The Gulf of Mexico Oil Spill: What Happened? Where do we go from Here?

September 28, 2010,
1:30am - 5:30am

The Macondo well, now known as the site of the nation’s largest oil spill, erupted on April 20, 2010, approximately 40 miles off the Louisiana coast in the Gulf of Mexico. Over the next 50 days, BP’s oil platform, Deepwater Horizon, poured an estimated four million gallons of raw petroleum into the Gulf. Throughout the early days of the spill, accurate information in all forms was scarce, challenging a recovery response commensurate with the scale of the accident. With the well now capped, there is still incomplete information about the spill itself, as well as the temporal nature of and ecological consequences associated with the leaked oil. Also still uncalculated are the social costs that have been and will continue to be incurred by the thousands of individuals, businesses, and communities that make the Gulf coast their home.

One month after the well’s closure, given the likely continuance of oil exploration in the Gulf of Mexico via super deepwater drilling and oil recovery technology, stocktaking is warranted.
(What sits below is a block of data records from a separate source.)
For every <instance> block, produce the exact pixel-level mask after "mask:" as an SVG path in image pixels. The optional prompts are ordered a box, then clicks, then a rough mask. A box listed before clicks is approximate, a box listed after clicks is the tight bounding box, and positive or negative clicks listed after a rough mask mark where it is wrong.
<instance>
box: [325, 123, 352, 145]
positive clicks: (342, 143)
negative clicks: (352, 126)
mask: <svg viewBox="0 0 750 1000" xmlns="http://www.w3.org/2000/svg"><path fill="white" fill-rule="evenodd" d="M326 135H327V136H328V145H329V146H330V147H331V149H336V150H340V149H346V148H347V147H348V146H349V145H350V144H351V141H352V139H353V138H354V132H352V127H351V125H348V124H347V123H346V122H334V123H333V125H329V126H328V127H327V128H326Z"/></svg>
On September 28, 2010 we will hold a forum to review what happened, and discuss how to move ahead and learn from the experience. The symposium will feature presentations on the nature of the spill and the role of information deficit in determining the state and federal government’s and public and private sectors’ reactions to it. In addition, there will be discussion of how, with better information and more effective risk assessment and pre-disaster planning, public trust can be restored in this new era of energy exploration.